\[ \def\vec#1{\mathbf{#1}} \def\mat#1{\mathbf{#1}} \def\H{\mathbf{H}} \def\E{\mathbf{E}} \def\trans{^\mathsf{T}} % transpose \def\period{\:\: .} \def\comma{\:\: ,} \def\inv#1{\mat{#1}^{-1}} \def\half#1{\mat{#1}^{-1/2}} \]
This article illustrates some graphical methods that we have developed over the last ten years that aid in the understanding and communication of the results of multivariate linear models (Friendly 2007; Friendly, Monette, and Fox 2013). Just as a boxplot is a visual summary of the mean and variance of a 1D sample, these methods rely on data ellipsoids as simple, minimally sufficient visualizations of means and (co-)variance that can be shown in 2D and 3D plots.
I don’t describe the theory behind these methods here. Instead, I illustrate the use of the R packages car, heplots, and candisc applied to a classic data set often used as examples of ultivariate analysis of variance (MANOVA), discriminant analysis and principal component analysis. More details and a wide range of examples are given in Friendly and Sigal (2017).
Imagine you are a plant biologist and have measurements on four different characteristics of different species of a kind of flower. Can you devise a rule or test to distinguish one species from another? If so, what are the weights for the variables that best distinguish among the species? These were the problems that Edgar Anderson (Anderson 1935) faced in 1935 when he collected data on three species of iris flowers found on the Gaspe Penninsula of Quebec, Canada. The species are “Setosa”, “Versicolor”, and “Virginica”, and he carefully measured the length and width of two parts of each specimen: the flower petals and sepals (the green leaves that enclose the flower).

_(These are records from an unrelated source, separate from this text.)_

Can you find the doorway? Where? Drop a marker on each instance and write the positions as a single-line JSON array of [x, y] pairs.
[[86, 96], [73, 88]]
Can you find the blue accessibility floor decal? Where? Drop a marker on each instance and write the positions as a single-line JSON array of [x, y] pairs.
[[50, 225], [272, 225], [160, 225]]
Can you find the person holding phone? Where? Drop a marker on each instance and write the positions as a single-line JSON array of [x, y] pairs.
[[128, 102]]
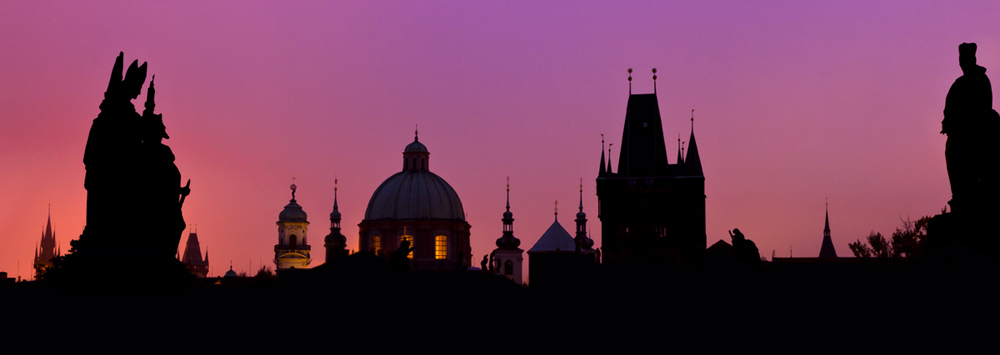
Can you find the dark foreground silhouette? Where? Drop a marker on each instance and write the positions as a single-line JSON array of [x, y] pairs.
[[134, 197], [967, 237]]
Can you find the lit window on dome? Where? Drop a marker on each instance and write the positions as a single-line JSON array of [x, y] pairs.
[[408, 238], [441, 247]]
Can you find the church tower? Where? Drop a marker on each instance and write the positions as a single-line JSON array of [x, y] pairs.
[[651, 211], [583, 242], [335, 242], [192, 256], [43, 257], [827, 250], [292, 250], [507, 256]]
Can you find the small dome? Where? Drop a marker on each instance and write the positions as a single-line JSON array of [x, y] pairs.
[[292, 213], [415, 147]]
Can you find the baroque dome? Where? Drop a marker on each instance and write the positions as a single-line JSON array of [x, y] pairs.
[[413, 195], [415, 192]]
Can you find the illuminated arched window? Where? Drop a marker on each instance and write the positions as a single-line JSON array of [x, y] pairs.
[[441, 247], [408, 238]]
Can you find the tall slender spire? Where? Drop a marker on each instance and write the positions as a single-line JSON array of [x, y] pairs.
[[680, 156], [827, 249], [693, 162], [629, 81], [603, 170], [507, 240], [582, 241]]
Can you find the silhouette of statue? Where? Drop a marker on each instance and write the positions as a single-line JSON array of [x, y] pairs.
[[398, 259], [744, 250], [134, 198], [969, 121], [133, 187]]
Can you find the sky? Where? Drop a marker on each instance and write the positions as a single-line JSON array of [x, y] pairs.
[[796, 104]]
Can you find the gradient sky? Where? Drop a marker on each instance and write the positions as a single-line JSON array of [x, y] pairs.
[[795, 102]]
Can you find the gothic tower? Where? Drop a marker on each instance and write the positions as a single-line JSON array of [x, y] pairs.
[[651, 211], [192, 256], [335, 243], [292, 250], [827, 250], [43, 257], [507, 256]]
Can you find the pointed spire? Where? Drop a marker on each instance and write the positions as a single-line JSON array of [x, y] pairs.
[[609, 157], [826, 228], [335, 194], [508, 241], [603, 170], [827, 249], [630, 81], [508, 194], [693, 161], [680, 156], [654, 80]]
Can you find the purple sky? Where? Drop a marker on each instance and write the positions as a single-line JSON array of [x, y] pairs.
[[795, 102]]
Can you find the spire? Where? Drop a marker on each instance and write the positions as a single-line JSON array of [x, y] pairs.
[[654, 80], [150, 94], [827, 250], [609, 157], [582, 241], [603, 170], [680, 156], [630, 81], [693, 161], [508, 241]]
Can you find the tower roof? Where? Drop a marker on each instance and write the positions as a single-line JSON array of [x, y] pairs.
[[643, 152], [827, 250], [556, 238]]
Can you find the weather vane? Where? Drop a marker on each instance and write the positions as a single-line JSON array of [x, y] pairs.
[[630, 81]]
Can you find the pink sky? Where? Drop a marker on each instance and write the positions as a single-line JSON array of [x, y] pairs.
[[795, 102]]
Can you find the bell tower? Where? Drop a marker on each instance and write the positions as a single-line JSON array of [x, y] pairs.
[[292, 250]]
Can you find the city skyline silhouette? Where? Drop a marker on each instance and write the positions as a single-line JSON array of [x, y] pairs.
[[793, 104]]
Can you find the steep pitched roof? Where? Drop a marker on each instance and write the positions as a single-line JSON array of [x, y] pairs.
[[556, 238]]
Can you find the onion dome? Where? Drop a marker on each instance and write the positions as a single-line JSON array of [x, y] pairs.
[[415, 192], [508, 241], [292, 212]]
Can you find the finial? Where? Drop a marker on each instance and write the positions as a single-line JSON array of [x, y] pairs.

The iris dataset became famous in the history of statistics because it was shortly used by R. A. Fisher (Fisher 1936) to introduce the method of discriminant analysis, which answered Anderson’s questions. Implicit here was the more basic question: Are the differences in the means for the species large enough (relative to with-species variability) to conclude that they differ significantly on this collection of measurements? This is the question now addressed under the topic of Multivariate Analysis of Variance (MANOVA).
Three species of irises in the Anderson/Fisher data set: setosa (left), versicolor (center), and virginica (right).
For such a dataset, perhaps the easiest thing to do is to prepare univariate plots (boxplots), bivariate plots (scatterplot matrix) and analyses (anova) for each response variable separately. This gives some information, but usually not comprehensive enough to understand the multivariate response variables: how they are related and how they differ in distinguishing among groups.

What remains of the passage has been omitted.